Competition between countries
If the competition in the Polish market is not particularly noticeable, in the European market it has already unfolded between the countries for seasonal workers from Eastern Europe.
The European Commission called on seasonal workers to be equated with critical professions such as doctors or pilots during the epidemic and to make border crossing procedures easier for them.
Germany planes ferrying seasonal workers from Eastern Europe. The Ukrainian Foreign Ministry says that they were approached by several foreign ministers, ready to send planes for Ukrainians for seasonal work.
Poland is still attractive and comfortable for migrant workers from Ukraine. It is the only EU country where Ukrainian citizens can work on biometric passports, having received a temporary work permit.
But in the conditions of the lockdown, the access of new workers to the Polish labor market is complicated.
According to a sociological survey conducted in February 2020, 84% of Ukrainians working in Poland were interested in employment in Germany, the Czech Republic and Scandinavia, and 40% were ready to go to Germany as soon as it opened its markets to foreigners.
How the mood of migrant workers will change during the crisis will depend on how quickly EU countries react legislatively, making it easier for foreigners to access the labour market even under quarantine and when the borders will open.
In the situation of the pandemic, Poland is still pursuing a proactive policy. The shortage of personnel due to the departure of Ukrainians forced the Polish authorities to heed the wishes of employers and to go for legislative easing, extending the period of legal stay in Poland for foreigners.
Thanks to such actions it was possible to avoid the mass departure of Ukrainians from Poland.
But insufficient and inaccurate information about the closure of borders by the Ukrainian authorities provoked panic. Ukrainians began to cross the border, exposing themselves to the risk of infection. Having been out of work in Ukraine for some time, their discontent will grow. Whether the Ukrainian government will be able to create very quickly promised jobs for returnees is a huge question.
But the volume of remittances to Ukraine from Poland from the zarobites – one of the largest items of currency in the economy – can be reduced significantly.
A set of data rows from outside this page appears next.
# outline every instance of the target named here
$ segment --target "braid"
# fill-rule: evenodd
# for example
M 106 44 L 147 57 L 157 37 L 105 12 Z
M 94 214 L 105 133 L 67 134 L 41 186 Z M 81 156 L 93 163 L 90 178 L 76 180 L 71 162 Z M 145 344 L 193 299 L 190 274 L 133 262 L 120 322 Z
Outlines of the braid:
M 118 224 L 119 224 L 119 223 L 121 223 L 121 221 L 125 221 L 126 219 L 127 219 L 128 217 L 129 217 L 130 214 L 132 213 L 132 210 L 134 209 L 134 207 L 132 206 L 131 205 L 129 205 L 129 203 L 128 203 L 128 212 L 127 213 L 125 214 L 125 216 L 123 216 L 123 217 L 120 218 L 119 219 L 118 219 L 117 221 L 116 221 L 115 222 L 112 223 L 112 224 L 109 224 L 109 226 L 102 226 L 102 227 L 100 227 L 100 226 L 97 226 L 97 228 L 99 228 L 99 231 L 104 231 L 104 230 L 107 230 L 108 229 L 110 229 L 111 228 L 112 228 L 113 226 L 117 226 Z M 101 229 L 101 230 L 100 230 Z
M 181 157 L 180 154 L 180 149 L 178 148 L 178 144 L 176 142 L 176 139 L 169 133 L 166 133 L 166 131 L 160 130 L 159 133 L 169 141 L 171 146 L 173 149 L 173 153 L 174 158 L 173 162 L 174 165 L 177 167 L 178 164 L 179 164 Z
The money of migrant workers stabilized the course of the hryvnia and worked in the domestic market.
Analysis of the situation in both countries gives us an opportunity to draw a conclusion: Ukrainians are waiting for signals from the Polish and Ukrainian authorities, whether the work will be and where to look for it, in the coming months. And it is unlikely that the choice will be in favor of Ukraine. But Poland should also worry if the neighboring EU countries are more quickly oriented in the changing crisis situation and attract Ukrainian migrant workers better conditions as soon as the borders are opened.